US production from unconventional oil and gas production is driving demand for midstream infrastructure, and more consolidation of midstream companies is likely, the Deloitte Center for Energy Solutions said in a report released Nov. 19 at the 2013 Deloitte Oil & Gas Conference in Houston.

US production from unconventional oil and gas production is driving demand for midstream infrastructure, and more consolidation of midstream companies is likely, the Deloitte Center for Energy Solutions said in a report released Nov. 19 at the 2013 Deloitte Oil & Gas Conference in Houston.

Growing midstream infrastructure needs could require more than $200 billion in additional investment by 2035, Deloitte said.

The use of hydraulic fracturing and horizontal drilling pushed US production in 2012 to its highest level in 16 years. Consequently, producers need more pipelines, gathering systems, and processing plants.

During 2006-12, midstream companies invested almost twice the amount as they did during 1992-2006, Deloitte said in a report entitled “The rise of the midstream: Shale reinvigorates midstream growth.” Yet despite this rise, producers in the Bakken formation of North Dakota and the South Texas Eagle Ford liquids play still need more midstream services.
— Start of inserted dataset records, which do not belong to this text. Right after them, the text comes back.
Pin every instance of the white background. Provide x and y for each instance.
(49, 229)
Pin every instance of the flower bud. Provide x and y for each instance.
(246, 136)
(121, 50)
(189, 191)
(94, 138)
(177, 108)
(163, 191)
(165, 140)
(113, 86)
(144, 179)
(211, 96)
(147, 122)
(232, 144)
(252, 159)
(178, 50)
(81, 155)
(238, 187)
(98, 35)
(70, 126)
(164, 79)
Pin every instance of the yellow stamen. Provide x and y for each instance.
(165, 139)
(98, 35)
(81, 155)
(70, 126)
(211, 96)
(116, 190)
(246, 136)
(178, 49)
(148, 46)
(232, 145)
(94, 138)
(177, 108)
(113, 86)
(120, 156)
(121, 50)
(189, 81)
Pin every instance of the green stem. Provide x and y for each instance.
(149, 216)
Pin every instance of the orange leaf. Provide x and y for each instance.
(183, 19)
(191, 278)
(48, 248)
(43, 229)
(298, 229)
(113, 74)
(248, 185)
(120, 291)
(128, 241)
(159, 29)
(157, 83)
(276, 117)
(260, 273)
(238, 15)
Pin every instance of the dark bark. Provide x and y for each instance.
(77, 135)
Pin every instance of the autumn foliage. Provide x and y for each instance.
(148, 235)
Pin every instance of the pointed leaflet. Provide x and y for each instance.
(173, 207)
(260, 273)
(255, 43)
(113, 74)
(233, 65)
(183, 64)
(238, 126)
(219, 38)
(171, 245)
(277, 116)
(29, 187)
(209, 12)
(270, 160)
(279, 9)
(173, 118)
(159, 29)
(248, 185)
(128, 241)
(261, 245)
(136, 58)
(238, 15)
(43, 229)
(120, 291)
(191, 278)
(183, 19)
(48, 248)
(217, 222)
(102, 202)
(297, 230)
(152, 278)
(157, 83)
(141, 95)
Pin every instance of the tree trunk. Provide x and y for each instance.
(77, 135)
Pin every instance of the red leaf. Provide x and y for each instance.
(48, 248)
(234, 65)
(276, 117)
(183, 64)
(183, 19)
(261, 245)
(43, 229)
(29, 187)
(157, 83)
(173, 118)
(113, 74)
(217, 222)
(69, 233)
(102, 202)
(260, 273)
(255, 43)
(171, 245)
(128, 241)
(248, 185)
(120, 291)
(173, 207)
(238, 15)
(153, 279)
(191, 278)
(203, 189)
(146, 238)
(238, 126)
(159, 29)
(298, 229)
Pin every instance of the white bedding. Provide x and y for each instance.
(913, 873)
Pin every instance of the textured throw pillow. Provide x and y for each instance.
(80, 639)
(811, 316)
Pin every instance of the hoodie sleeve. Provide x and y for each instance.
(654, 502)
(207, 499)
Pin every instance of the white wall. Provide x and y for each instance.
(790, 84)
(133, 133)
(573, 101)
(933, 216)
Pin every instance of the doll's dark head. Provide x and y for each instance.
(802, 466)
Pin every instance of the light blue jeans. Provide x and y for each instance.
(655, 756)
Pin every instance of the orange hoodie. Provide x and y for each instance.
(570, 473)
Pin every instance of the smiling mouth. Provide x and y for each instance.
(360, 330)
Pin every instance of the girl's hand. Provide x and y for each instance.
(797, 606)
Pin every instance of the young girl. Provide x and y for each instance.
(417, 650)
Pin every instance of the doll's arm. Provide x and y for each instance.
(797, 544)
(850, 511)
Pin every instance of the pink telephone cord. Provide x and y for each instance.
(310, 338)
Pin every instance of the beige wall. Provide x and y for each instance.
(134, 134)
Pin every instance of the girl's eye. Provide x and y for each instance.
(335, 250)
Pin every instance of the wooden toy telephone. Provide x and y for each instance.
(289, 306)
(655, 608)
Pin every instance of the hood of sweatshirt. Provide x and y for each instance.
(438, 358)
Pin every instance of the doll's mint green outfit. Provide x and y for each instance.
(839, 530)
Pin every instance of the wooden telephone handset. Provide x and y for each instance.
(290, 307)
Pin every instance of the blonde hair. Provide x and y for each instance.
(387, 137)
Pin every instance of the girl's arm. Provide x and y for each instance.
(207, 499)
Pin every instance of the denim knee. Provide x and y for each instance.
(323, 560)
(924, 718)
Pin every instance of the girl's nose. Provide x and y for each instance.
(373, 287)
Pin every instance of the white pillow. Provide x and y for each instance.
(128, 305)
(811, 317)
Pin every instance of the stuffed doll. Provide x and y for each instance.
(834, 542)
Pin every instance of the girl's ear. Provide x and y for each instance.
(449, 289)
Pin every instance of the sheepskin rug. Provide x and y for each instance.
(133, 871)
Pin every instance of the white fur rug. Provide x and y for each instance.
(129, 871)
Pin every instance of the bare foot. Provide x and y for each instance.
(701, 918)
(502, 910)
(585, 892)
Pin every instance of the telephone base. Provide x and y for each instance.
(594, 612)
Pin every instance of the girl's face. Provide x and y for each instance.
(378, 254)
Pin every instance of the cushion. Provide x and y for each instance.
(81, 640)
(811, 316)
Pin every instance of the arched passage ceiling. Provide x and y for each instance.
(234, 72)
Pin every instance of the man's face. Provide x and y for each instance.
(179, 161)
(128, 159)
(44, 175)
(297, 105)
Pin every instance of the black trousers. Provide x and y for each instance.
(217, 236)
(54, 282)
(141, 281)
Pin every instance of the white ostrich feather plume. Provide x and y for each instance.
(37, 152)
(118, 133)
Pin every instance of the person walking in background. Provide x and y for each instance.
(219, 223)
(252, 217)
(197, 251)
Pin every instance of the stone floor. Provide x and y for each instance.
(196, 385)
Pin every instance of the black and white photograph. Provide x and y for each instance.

The US Energy Information Administration estimates 35% of the Bakken natural gas production was flared or otherwise not marketed because of the insufficiency in the infrastructure required to store or transport it.

In the Eagle Ford, rail shipments are increasing for lack of enough pipelines to handle production volumes, much of which is now being moved by rail and truck.

Midstream companies growing

The largest US midstream company, Kinder Morgan, has an enterprise value of $110 billion, making it the third-largest energy company in North America, Deloitte said.

“The rise of the midstream sector is illustrated by the increase in its company valuations. Nearly 25 midstream companies have an enterprise value in excess of $5 billion, up from seven companies in 2006,” said John England, vice-chairman and oil and gas leader for Deloitte LLP.

Shale plays are expected to keep the midstream demand momentum going over the next 10-20 years, Deloitte said.

Midstream companies depend heavily on external capital, Deloitte said. Since 2008, more than 95% of the midstream’s capital expenditures and acquisitions have been financed through equity and debt.

Master limited partnerships plays a financial role for midstream companies.

“The MLP remains the bedrock of the midstream sector’s capital structure, with 14 deals raising $4.9 billion through [initial public offerings] in 2012, the largest number of deals and the biggest proceeds in 3 years. That could change, though, if interest rates rise significantly,” the report said.